Algunas entrevistas tuvieron segundos tramos. Cuando me reuní por tercera vez con Julio Suárez, le pregunté acerca de la reconstrucción del estilo de Tita Merello, si conocía la procedencia de los foulards que le regalaba el actor Luis Sandrini, si había leído tratados sobre los vestuarios para tango y si acaso consideraba que el estilo de Merello se diferenciaba de los ropajes de las cantoras Mercedes Simone y Azucena Maizani. Al terminar la charla fuimos juntos a un desfile de Jean Paul Gaultier en el Centro Cultural Kirchner (CCK). En las escalinatas de ingreso nos encontramos con el artista y diseñador Sergio de Loof, quien vestía un jean que parecía un esparadrapo, una camisa verde, pulseras y purpurina.

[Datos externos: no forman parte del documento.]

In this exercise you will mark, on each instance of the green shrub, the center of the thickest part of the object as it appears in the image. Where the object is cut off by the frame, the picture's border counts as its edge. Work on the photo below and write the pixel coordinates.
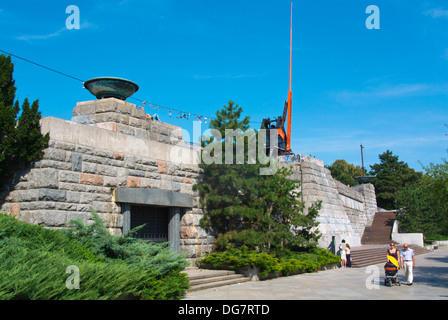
(146, 255)
(33, 263)
(284, 262)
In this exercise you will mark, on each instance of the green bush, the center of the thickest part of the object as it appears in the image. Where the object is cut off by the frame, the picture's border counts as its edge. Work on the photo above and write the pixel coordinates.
(145, 255)
(33, 263)
(284, 262)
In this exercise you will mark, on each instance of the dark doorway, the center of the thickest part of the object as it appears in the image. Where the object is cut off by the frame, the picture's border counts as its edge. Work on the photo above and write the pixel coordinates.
(155, 219)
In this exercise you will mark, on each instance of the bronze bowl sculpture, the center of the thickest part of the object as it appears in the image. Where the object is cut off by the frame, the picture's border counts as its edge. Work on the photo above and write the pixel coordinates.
(110, 87)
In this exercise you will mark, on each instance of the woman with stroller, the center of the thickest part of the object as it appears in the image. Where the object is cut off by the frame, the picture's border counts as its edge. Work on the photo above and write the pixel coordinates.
(393, 252)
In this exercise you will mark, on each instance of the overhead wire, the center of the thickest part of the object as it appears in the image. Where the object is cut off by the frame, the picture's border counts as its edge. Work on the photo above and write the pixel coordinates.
(184, 114)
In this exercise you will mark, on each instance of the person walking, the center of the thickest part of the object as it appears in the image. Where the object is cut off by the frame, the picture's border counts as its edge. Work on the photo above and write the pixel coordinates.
(343, 254)
(348, 255)
(393, 252)
(407, 259)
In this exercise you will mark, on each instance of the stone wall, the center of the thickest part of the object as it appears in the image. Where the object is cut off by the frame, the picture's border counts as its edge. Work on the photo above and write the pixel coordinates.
(111, 156)
(345, 211)
(110, 144)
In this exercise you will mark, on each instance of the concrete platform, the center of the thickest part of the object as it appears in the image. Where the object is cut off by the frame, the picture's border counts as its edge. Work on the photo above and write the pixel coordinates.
(430, 283)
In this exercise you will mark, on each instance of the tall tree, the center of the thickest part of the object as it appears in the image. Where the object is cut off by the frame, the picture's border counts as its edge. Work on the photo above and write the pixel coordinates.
(391, 176)
(243, 207)
(20, 139)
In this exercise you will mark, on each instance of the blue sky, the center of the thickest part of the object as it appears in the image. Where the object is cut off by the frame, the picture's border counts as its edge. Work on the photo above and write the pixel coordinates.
(385, 89)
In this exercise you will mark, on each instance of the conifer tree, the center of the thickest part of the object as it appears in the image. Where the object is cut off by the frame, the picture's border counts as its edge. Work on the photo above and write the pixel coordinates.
(21, 142)
(244, 208)
(391, 176)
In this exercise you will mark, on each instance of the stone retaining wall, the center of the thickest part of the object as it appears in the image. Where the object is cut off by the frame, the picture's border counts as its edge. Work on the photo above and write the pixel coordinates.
(110, 146)
(87, 162)
(345, 211)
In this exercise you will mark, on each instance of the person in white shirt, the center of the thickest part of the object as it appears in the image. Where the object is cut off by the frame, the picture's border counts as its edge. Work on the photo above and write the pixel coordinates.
(407, 259)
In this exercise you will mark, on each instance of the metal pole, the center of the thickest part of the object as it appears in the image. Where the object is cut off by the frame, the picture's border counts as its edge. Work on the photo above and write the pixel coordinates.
(362, 160)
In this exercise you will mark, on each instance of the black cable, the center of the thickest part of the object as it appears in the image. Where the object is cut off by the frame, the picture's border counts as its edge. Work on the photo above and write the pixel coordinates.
(37, 64)
(69, 76)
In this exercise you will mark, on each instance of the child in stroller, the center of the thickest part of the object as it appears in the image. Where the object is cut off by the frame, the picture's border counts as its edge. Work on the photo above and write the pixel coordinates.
(391, 271)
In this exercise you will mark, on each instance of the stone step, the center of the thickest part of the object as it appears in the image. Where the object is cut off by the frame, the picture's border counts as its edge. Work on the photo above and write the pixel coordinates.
(201, 279)
(362, 257)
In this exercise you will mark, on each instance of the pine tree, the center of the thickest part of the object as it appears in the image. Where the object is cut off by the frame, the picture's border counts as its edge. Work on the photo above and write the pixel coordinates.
(244, 208)
(21, 142)
(391, 176)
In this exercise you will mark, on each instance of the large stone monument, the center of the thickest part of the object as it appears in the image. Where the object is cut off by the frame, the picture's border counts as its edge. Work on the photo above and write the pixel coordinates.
(135, 170)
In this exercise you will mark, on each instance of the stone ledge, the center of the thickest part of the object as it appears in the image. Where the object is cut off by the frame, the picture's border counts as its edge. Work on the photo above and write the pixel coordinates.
(155, 197)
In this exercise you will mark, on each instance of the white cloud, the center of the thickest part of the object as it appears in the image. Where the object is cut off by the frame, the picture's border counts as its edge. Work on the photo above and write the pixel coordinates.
(385, 91)
(31, 37)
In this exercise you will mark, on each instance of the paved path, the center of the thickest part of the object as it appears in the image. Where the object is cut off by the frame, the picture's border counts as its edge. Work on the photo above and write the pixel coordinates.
(430, 283)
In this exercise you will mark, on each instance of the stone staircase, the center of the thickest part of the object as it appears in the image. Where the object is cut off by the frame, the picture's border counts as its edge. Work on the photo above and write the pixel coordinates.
(374, 254)
(201, 279)
(380, 230)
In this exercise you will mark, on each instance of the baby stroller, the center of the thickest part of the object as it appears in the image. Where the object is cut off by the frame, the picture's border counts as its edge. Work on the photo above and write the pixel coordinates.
(391, 271)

Al verlo, Julio no vaciló en componer el conjunto de modo tal que le diera una apariencia festiva.

Las influencias cinéfilas suelen ser enunciadas con mayor o menor rigurosidad por estilistas y diseñadores como referencias y disparadores de sus colecciones, de ahí que haya considerado fundamental ahondar con el mayor detenimiento en la construcción de los vestuarios y el imaginario del cine argentino. Cual portadora de una cámara tan caprichosa como analógica, lejos de detenerme en los destacados de una ostentosa y efímera alfombra roja con capturas teatralizadas mediante cámaras Glam 360, preferí dirigir la mirada hacia los gestos de moda y modos menos grandilocuentes y más intimistas vinculados con los estilos en el cine argentino.

El 3 de marzo de 2020, mientras escribía el corte final de esta introducción, aconteció el cierre de la Semana de la Moda de París. Quedé estupefacta al ver cómo la experta en diseño de vestuario Milena Canonero caracterizó por encargo del diseñador Nicolas Ghesquière a doscientas cantantes de ópera dispuestas en el Museo del Louvre, devenido pasarela. Delante de un fondo negro, las integrantes del exquisito coro conformaron seis hileras, como si se tratase de un mural sobre la historia de la moda con artilugios fechados entre el siglo XV y 1950 que dialogara con la vanguardia de la moda. La interacción entre los vestuarios para cine y las arbitrariedades de la moda que en un gesto impulsivo había decidido denominar Prueba de vestuario se corporizó entre cuellos isabelinos, crinolinas, pelucas, faldas con superposición de volados confeccionados con textiles tecnológicos y pantalones derivados del estilo deportivo.